Impulsiviteit kan verder worden ontleed in verschillende discrete maar vaak overlappende constructies, onderdrukt door dissocieerbare neurale systemen [61]. In het kort beschrijft motorische impulsiviteit een capaciteit voor reactie-inhibitie of actie-annulering; beslissingsimpulsiviteit beschrijft impulsieve keuze, gemoduleerd door de invloed of het gebrek aan voorafgaand bewijs (reflectie-impulsiviteit) of door de temporele kenmerken van een uitkomst (uitgestelde discontering); en ten slotte beschrijft de wachtimpulsiviteit de neiging tot nadelig voortijdig reageren. Deze heterogeniteit suggereert dat er verschillende presentaties kunnen zijn over aandoeningen [61].

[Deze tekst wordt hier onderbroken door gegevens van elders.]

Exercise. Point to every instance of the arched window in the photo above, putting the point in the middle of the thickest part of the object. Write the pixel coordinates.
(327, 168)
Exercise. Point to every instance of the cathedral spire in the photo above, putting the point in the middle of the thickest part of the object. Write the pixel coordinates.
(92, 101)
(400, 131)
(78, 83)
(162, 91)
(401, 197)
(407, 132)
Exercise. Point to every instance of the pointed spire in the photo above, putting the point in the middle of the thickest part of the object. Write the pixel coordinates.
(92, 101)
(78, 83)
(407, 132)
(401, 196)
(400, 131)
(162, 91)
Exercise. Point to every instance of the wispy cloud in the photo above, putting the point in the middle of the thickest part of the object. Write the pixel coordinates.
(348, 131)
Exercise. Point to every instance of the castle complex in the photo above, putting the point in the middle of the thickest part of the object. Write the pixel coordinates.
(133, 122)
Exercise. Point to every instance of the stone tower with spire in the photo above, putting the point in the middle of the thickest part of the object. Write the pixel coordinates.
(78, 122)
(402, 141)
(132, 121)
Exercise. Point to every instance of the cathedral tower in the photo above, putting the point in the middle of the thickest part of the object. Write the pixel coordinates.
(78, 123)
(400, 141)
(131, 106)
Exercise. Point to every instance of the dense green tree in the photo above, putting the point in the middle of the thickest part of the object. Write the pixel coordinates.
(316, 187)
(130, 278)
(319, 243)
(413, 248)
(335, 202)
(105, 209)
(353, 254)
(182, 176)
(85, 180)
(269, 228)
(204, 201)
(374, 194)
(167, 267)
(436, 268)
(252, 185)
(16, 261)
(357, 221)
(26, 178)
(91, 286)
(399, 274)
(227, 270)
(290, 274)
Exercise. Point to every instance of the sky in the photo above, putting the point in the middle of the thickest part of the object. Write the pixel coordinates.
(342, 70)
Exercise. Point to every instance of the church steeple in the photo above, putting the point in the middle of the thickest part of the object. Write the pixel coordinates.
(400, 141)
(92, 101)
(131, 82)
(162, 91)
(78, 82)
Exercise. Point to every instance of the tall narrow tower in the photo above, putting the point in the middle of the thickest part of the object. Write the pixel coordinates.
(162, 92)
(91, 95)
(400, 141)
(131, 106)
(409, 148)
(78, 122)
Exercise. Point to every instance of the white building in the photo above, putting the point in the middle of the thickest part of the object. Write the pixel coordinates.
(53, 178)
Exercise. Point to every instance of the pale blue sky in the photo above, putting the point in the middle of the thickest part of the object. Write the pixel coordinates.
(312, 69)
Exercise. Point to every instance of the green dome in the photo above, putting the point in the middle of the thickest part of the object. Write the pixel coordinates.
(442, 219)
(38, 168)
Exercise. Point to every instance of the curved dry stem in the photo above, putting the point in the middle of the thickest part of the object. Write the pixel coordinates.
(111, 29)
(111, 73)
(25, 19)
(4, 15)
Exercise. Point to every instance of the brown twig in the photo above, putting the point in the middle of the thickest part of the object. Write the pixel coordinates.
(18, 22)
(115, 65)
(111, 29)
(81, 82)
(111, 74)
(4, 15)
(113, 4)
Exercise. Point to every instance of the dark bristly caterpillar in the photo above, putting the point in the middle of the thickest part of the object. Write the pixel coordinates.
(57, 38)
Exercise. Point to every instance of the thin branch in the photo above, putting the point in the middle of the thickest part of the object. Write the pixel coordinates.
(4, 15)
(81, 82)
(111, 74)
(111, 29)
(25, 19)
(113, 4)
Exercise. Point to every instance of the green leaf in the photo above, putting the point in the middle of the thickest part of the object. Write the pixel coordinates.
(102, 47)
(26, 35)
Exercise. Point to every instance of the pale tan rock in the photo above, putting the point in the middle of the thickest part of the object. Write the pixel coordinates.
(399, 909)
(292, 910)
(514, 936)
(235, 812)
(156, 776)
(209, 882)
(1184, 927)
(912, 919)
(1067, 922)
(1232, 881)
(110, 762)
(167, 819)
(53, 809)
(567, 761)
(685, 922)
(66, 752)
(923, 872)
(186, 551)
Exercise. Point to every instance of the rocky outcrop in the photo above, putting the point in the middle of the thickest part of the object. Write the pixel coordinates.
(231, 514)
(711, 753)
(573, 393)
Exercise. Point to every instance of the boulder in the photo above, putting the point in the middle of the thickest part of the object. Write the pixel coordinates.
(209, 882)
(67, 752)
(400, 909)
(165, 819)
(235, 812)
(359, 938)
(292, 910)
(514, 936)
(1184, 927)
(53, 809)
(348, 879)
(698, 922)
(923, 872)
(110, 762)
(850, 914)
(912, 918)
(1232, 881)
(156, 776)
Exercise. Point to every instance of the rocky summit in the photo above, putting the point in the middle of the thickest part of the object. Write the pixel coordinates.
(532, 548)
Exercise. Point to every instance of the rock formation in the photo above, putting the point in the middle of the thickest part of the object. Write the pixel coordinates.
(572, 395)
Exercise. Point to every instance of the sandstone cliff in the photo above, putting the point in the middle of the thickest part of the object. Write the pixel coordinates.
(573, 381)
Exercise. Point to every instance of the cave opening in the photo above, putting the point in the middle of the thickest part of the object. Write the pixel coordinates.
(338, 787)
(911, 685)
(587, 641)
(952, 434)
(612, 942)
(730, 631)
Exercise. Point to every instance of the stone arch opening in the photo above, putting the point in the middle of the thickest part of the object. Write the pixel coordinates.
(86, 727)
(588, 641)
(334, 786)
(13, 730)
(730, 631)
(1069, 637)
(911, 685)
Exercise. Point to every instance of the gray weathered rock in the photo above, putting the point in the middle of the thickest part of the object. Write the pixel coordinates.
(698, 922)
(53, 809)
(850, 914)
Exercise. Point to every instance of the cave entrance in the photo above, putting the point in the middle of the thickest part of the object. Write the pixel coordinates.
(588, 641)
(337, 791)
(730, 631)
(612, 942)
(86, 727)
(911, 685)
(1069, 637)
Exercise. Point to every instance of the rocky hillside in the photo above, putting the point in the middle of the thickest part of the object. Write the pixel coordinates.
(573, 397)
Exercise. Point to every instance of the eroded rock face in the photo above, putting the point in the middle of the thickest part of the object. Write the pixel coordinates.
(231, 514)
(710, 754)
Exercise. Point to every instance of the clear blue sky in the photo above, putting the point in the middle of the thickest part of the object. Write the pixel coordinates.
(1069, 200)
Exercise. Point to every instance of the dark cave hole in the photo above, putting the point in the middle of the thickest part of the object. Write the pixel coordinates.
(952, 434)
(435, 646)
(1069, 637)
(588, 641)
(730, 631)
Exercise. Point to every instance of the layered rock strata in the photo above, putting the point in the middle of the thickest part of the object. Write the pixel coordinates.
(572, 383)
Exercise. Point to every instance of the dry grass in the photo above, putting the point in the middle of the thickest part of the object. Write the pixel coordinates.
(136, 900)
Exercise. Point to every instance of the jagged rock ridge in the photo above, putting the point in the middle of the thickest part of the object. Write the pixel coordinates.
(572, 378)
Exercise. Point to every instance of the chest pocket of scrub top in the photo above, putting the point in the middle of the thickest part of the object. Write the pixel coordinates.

Motorimpulsiviteit kan worden vastgelegd met een Go / NoGo-taak of stop-signaaltaak (SST), waarbij responsen worden geremd vóór of na het begin van de reactie, respectievelijk markeringsactie of actieonderdrukking markeren. Personen met SOA vertonen verminderde prestaties bij zowel de SST- als de Go / NoGo-taken, gemarkeerd door een meta-analyse die tekorten laat zien, met name voor stimulantia en nicotine maar niet voor opioïden of cannabismisbruik [67••, 68]. Onderzoek naar motorische impulsiviteit bij PG heeft gemengde resultaten opgeleverd. Verminderde prestaties tijdens de Go / NoGo-taak zijn gemeld [69] evenals geen verschil met gezonde controles op dezelfde taak [67••]. Evenzo hebben verschillende studies gemeld dat er geen verschil was tijdens de SST in vergelijking met gezonde controles [70-72] hoewel een recente meta-analyse een middelgroot groot effect aantoonde van verminderde prestaties op de SST bij gokkers [67••]. Aangezien deze groep problemen vertoont met doeldetectie tijdens de Go / NoGo-taak [69] en Go-reactietijd tijdens de SST [67••], sommige van deze effecten kunnen te maken hebben met onoplettendheid [67••]. Van Pathologische video-gamers is gemeld dat ze onaangetast zijn op de SST [73]. Interessant is dat probleemgamers schijnbaar minder remmende controle hebben op de Go / NoGo-taak [63], is aangetoond dat pathologische internetgebruikers meer accuraat zijn over dezelfde taak in vergelijking met HV [74]. Er moet dus zorgvuldig worden omgegaan met de generaliseerbaarheid van overmatig geoefende computergestuurde routines naar laboratoriumtests, een effect dat verder onderzoek rechtvaardigt. De rol van de motiverende relevantie van de stop cue is ook van groot belang; individuen met BED vertonen consistente tekorten in de Go / NoGo en SST, maar alleen in de context van een voedselkeu, niet met een neutrale stimulus [75, 76]. Aldus lijken stoornissen in responsremming geen uniform waargenomen te zijn bij gedragsverslavingen, en sommige waargenomen verschillen kunnen inderdaad gerelateerd zijn aan extra-motorische vermogens.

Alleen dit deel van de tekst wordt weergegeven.